Veniamo agli incidenti.
È cominciato tutto con due bombe carta lanciate vicino al commissariato di polizia di Fuorigrotta mentre era in corso un corteo (non più di duemila persone). La polizia, in assetto anti-sommossa, ha risposto con lacrimogeni e getti d’acqua. Quegli altri tiravano pietre e petardi. Questa specie di guerriglia s’è spostata poi in piazzale Tecchio e davanti alla stazione dei Campi Flegrei. I manifestanti, la faccia coperta da maschere di Pulcinella, si sono messi a rovesciare cassonetti e a lanciare molotov. Testimoni raccontano che alcuni di loro impugnavano bastoni e s’erano forse fatti le ossa nella militanza ultrà. Idranti e lacrimogeni sono riusciti a spezzare il manipolo di contestatori, ma gruppi e gruppetti si sono allora spostati in altri punti della città, per esempio a via Giulio Cesare, dove è stato dato l’assalto a una camionetta dei carabinieri e sono volate anche manganellate. Alle 18 era tutto finito. Sono stati fermati cinque uomini. L’idea è che alla protesta per l’arrivo di Salvini si sia intrecciata la solita manovalanza di appassionati delle botte, che corrono ovunque ci sia da darsele.  

Salvini ha parlato o no?
Sì, ha parlato dove aveva chiesto di parlare, e davanti a un nutrito pubblico di meridionali leghisti accorsi o fatti accorrere un po’ da tutte le province. Ha attaccato De Magistris e sulla sua conversione al meridionalismo ha detto: «Vent’anni fa, quando ho preso la tessera della Lega, l’Italia era diversa, ora l’Italia deve vincere tutta insieme e Napoli e il Sud sono troppo importanti per lasciarli in mano ai de Magistris o ai Crocetta di turno. Napoli era una capitale mondiale prima che il centralismo romano negasse tutto e derubasse tutti e quindi penso che valorizzare questa Italia che è lunga e diversa sia importante. Vent’anni fa, quando ho fatto la tessera della Lega, avevamo in tasca la lira, non c’era l’Isis, l’immigrazione era fuori controllo, non c’era la legge Fornero, era un’Italia diversa. Io voglio parlare con i napoletani che sono fuori da questa sala e che non credono più a Renzi, de Magistris, Emiliano, a tutti questi chiacchieroni».  

Beh, perché no?
Certo. Solo che il famoso «Napoli merda» Salvini l’ha detto non vent’anni fa, ma nel 2009. Ci sono le registrazioni tv. E, anche accettando la tesi neoborbonica del Sud depredato, gli autori del saccheggio non sono stati i romani, ma proprio i nordisti piemontesi. Roma è diventata capitale d’Italia nel 1871, la guerra civile con i briganti meridionali e i licenziati senza appello dell’esercito borbonico è durata dal 1861 al 1865. Salvini la sua laurea in storia farebbe bene a prendersela.  

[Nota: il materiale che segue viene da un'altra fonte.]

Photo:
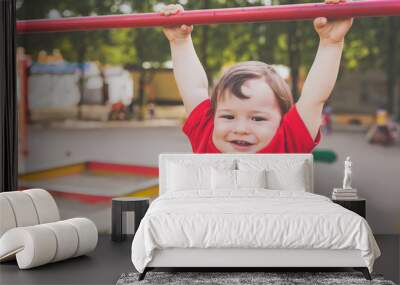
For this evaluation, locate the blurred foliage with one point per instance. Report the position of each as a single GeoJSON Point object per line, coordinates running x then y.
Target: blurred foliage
{"type": "Point", "coordinates": [369, 45]}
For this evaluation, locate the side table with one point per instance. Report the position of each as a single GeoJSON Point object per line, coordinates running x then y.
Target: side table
{"type": "Point", "coordinates": [127, 212]}
{"type": "Point", "coordinates": [358, 206]}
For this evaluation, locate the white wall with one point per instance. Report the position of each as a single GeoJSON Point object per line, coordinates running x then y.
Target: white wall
{"type": "Point", "coordinates": [376, 170]}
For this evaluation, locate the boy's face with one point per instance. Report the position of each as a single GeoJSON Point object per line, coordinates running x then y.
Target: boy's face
{"type": "Point", "coordinates": [246, 125]}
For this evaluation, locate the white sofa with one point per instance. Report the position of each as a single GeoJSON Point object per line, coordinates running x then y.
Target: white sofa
{"type": "Point", "coordinates": [167, 236]}
{"type": "Point", "coordinates": [31, 231]}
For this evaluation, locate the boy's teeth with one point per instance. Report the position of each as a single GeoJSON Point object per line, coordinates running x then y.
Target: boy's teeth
{"type": "Point", "coordinates": [244, 143]}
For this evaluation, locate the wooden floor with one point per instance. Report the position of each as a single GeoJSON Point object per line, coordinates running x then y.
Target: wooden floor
{"type": "Point", "coordinates": [111, 259]}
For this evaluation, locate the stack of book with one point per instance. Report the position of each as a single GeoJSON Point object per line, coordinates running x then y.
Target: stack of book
{"type": "Point", "coordinates": [344, 194]}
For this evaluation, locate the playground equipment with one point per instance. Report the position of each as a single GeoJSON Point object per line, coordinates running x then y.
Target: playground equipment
{"type": "Point", "coordinates": [369, 8]}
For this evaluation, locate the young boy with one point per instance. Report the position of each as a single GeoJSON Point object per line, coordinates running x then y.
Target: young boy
{"type": "Point", "coordinates": [251, 108]}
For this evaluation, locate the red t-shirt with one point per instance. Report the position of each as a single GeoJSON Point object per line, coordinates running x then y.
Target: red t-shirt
{"type": "Point", "coordinates": [291, 136]}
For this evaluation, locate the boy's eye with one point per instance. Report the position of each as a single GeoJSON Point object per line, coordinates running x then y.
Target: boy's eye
{"type": "Point", "coordinates": [257, 118]}
{"type": "Point", "coordinates": [229, 117]}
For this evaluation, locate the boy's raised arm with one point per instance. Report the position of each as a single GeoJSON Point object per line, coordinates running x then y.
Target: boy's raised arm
{"type": "Point", "coordinates": [189, 73]}
{"type": "Point", "coordinates": [323, 73]}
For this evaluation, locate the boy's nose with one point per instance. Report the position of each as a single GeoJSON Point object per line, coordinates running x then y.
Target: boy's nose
{"type": "Point", "coordinates": [241, 127]}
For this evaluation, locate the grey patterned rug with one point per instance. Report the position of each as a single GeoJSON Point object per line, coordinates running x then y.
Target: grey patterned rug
{"type": "Point", "coordinates": [243, 278]}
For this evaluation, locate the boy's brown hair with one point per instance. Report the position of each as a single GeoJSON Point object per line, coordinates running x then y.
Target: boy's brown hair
{"type": "Point", "coordinates": [233, 79]}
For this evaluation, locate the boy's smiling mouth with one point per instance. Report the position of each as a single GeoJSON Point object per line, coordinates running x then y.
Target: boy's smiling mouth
{"type": "Point", "coordinates": [241, 145]}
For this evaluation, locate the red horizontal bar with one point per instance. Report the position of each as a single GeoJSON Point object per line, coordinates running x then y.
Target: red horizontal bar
{"type": "Point", "coordinates": [123, 168]}
{"type": "Point", "coordinates": [369, 8]}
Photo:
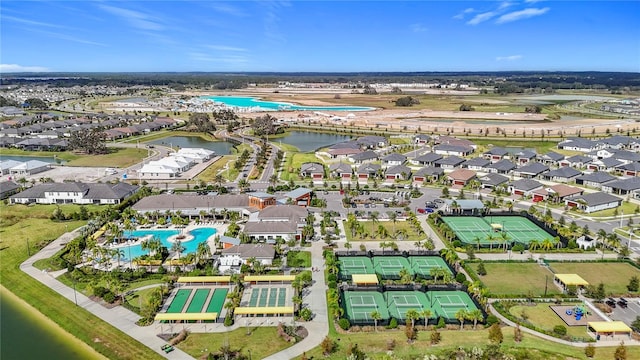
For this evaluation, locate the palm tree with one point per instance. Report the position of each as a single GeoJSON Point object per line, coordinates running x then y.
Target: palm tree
{"type": "Point", "coordinates": [475, 315]}
{"type": "Point", "coordinates": [375, 315]}
{"type": "Point", "coordinates": [461, 315]}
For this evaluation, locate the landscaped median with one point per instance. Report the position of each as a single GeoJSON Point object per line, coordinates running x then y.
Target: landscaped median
{"type": "Point", "coordinates": [21, 225]}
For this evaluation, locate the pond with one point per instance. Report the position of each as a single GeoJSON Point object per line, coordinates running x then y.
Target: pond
{"type": "Point", "coordinates": [220, 147]}
{"type": "Point", "coordinates": [307, 141]}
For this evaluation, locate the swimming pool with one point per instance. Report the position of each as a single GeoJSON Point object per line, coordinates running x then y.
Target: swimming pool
{"type": "Point", "coordinates": [199, 235]}
{"type": "Point", "coordinates": [250, 102]}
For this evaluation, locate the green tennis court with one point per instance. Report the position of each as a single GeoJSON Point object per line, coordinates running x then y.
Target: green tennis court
{"type": "Point", "coordinates": [495, 230]}
{"type": "Point", "coordinates": [360, 304]}
{"type": "Point", "coordinates": [421, 265]}
{"type": "Point", "coordinates": [400, 302]}
{"type": "Point", "coordinates": [350, 265]}
{"type": "Point", "coordinates": [178, 302]}
{"type": "Point", "coordinates": [448, 303]}
{"type": "Point", "coordinates": [217, 300]}
{"type": "Point", "coordinates": [388, 267]}
{"type": "Point", "coordinates": [198, 300]}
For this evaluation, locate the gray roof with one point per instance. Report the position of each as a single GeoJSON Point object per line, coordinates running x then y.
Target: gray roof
{"type": "Point", "coordinates": [502, 165]}
{"type": "Point", "coordinates": [476, 162]}
{"type": "Point", "coordinates": [493, 179]}
{"type": "Point", "coordinates": [367, 155]}
{"type": "Point", "coordinates": [563, 172]}
{"type": "Point", "coordinates": [533, 168]}
{"type": "Point", "coordinates": [245, 251]}
{"type": "Point", "coordinates": [597, 177]}
{"type": "Point", "coordinates": [598, 198]}
{"type": "Point", "coordinates": [525, 184]}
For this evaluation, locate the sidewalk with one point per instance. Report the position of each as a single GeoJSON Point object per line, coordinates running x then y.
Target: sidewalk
{"type": "Point", "coordinates": [118, 317]}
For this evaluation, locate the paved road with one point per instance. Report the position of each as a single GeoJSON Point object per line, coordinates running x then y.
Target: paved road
{"type": "Point", "coordinates": [118, 316]}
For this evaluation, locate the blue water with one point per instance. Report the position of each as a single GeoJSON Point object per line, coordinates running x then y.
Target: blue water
{"type": "Point", "coordinates": [199, 235]}
{"type": "Point", "coordinates": [249, 102]}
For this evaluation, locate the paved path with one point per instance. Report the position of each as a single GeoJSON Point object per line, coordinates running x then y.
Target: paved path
{"type": "Point", "coordinates": [118, 316]}
{"type": "Point", "coordinates": [317, 301]}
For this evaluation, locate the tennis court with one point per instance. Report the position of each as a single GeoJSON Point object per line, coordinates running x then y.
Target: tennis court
{"type": "Point", "coordinates": [178, 302]}
{"type": "Point", "coordinates": [421, 265]}
{"type": "Point", "coordinates": [487, 231]}
{"type": "Point", "coordinates": [388, 267]}
{"type": "Point", "coordinates": [198, 300]}
{"type": "Point", "coordinates": [354, 265]}
{"type": "Point", "coordinates": [360, 304]}
{"type": "Point", "coordinates": [400, 302]}
{"type": "Point", "coordinates": [448, 303]}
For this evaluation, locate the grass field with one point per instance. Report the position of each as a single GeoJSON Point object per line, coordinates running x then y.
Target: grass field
{"type": "Point", "coordinates": [614, 276]}
{"type": "Point", "coordinates": [299, 258]}
{"type": "Point", "coordinates": [18, 223]}
{"type": "Point", "coordinates": [262, 341]}
{"type": "Point", "coordinates": [543, 317]}
{"type": "Point", "coordinates": [370, 228]}
{"type": "Point", "coordinates": [517, 279]}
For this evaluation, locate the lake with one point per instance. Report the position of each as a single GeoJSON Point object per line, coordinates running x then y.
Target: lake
{"type": "Point", "coordinates": [24, 336]}
{"type": "Point", "coordinates": [307, 141]}
{"type": "Point", "coordinates": [220, 147]}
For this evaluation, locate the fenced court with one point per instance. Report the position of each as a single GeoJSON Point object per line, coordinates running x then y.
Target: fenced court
{"type": "Point", "coordinates": [447, 303]}
{"type": "Point", "coordinates": [487, 231]}
{"type": "Point", "coordinates": [360, 304]}
{"type": "Point", "coordinates": [400, 302]}
{"type": "Point", "coordinates": [421, 265]}
{"type": "Point", "coordinates": [354, 265]}
{"type": "Point", "coordinates": [388, 267]}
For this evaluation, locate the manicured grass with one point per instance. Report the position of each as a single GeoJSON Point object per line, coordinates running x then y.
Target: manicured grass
{"type": "Point", "coordinates": [371, 228]}
{"type": "Point", "coordinates": [299, 258]}
{"type": "Point", "coordinates": [262, 341]}
{"type": "Point", "coordinates": [543, 317]}
{"type": "Point", "coordinates": [517, 279]}
{"type": "Point", "coordinates": [117, 157]}
{"type": "Point", "coordinates": [615, 276]}
{"type": "Point", "coordinates": [18, 223]}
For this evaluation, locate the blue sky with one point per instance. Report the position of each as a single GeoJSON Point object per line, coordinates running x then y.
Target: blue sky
{"type": "Point", "coordinates": [323, 36]}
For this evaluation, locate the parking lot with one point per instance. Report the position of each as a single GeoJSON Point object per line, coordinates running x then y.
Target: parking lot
{"type": "Point", "coordinates": [627, 313]}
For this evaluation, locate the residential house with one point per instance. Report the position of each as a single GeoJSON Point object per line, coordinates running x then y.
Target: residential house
{"type": "Point", "coordinates": [476, 164]}
{"type": "Point", "coordinates": [496, 154]}
{"type": "Point", "coordinates": [503, 166]}
{"type": "Point", "coordinates": [563, 174]}
{"type": "Point", "coordinates": [450, 162]}
{"type": "Point", "coordinates": [492, 180]}
{"type": "Point", "coordinates": [531, 170]}
{"type": "Point", "coordinates": [461, 177]}
{"type": "Point", "coordinates": [595, 179]}
{"type": "Point", "coordinates": [393, 159]}
{"type": "Point", "coordinates": [427, 174]}
{"type": "Point", "coordinates": [594, 202]}
{"type": "Point", "coordinates": [524, 187]}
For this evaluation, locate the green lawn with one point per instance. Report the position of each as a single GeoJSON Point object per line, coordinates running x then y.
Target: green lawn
{"type": "Point", "coordinates": [541, 315]}
{"type": "Point", "coordinates": [19, 223]}
{"type": "Point", "coordinates": [371, 228]}
{"type": "Point", "coordinates": [262, 341]}
{"type": "Point", "coordinates": [299, 258]}
{"type": "Point", "coordinates": [517, 279]}
{"type": "Point", "coordinates": [614, 275]}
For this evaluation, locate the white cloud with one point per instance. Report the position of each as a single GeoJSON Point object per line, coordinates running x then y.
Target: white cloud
{"type": "Point", "coordinates": [418, 28]}
{"type": "Point", "coordinates": [509, 58]}
{"type": "Point", "coordinates": [134, 18]}
{"type": "Point", "coordinates": [521, 14]}
{"type": "Point", "coordinates": [482, 18]}
{"type": "Point", "coordinates": [9, 68]}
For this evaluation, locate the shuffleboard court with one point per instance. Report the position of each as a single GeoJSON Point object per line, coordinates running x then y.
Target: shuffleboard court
{"type": "Point", "coordinates": [217, 301]}
{"type": "Point", "coordinates": [198, 300]}
{"type": "Point", "coordinates": [178, 302]}
{"type": "Point", "coordinates": [421, 265]}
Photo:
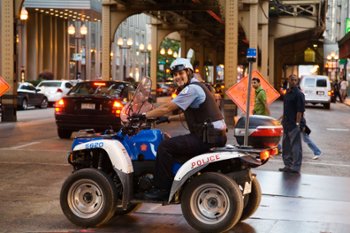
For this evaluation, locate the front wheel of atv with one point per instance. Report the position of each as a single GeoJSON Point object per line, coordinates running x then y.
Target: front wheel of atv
{"type": "Point", "coordinates": [131, 208]}
{"type": "Point", "coordinates": [212, 202]}
{"type": "Point", "coordinates": [88, 198]}
{"type": "Point", "coordinates": [252, 200]}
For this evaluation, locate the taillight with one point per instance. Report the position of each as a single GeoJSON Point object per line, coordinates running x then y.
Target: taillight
{"type": "Point", "coordinates": [59, 105]}
{"type": "Point", "coordinates": [264, 155]}
{"type": "Point", "coordinates": [117, 108]}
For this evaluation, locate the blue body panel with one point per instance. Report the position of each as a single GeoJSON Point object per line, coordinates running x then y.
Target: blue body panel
{"type": "Point", "coordinates": [144, 143]}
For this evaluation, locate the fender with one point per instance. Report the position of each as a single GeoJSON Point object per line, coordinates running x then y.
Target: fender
{"type": "Point", "coordinates": [197, 163]}
{"type": "Point", "coordinates": [116, 152]}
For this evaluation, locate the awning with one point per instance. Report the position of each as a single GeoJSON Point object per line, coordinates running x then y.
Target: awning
{"type": "Point", "coordinates": [344, 46]}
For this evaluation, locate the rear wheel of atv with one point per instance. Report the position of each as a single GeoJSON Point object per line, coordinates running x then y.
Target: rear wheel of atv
{"type": "Point", "coordinates": [252, 200]}
{"type": "Point", "coordinates": [129, 209]}
{"type": "Point", "coordinates": [88, 198]}
{"type": "Point", "coordinates": [212, 202]}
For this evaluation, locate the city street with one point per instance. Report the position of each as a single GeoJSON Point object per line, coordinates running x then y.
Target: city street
{"type": "Point", "coordinates": [33, 167]}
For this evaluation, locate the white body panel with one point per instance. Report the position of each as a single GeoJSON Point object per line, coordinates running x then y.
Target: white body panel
{"type": "Point", "coordinates": [116, 151]}
{"type": "Point", "coordinates": [205, 159]}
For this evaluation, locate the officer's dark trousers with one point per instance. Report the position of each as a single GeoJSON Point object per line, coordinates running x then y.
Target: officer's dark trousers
{"type": "Point", "coordinates": [177, 149]}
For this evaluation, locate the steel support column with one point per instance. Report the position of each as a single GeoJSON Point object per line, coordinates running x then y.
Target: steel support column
{"type": "Point", "coordinates": [264, 42]}
{"type": "Point", "coordinates": [231, 42]}
{"type": "Point", "coordinates": [253, 28]}
{"type": "Point", "coordinates": [106, 41]}
{"type": "Point", "coordinates": [7, 22]}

Come si spiega la conversione del leader leghista alla patria e al Sud?
La crisi di Berlusconi e di Forza Italia ha lasciato libero il campo del centro-destra e Salvini guerreggia per conquistarlo anche nel Mezzogiorno (dove comunque si presenta con un’altra sigla: Noi con Salvini). La polemica antimeridionalista risulta assai meno seducente della guerra all’Europa. Idem per le parole d’ordine contro gli immigrati e le tasse. Ci sono poi gli esempi della Le Pen, di Trump e degli altri loro simili. Nessuno di loro è un leader locale. Sono tutti leader nazionali.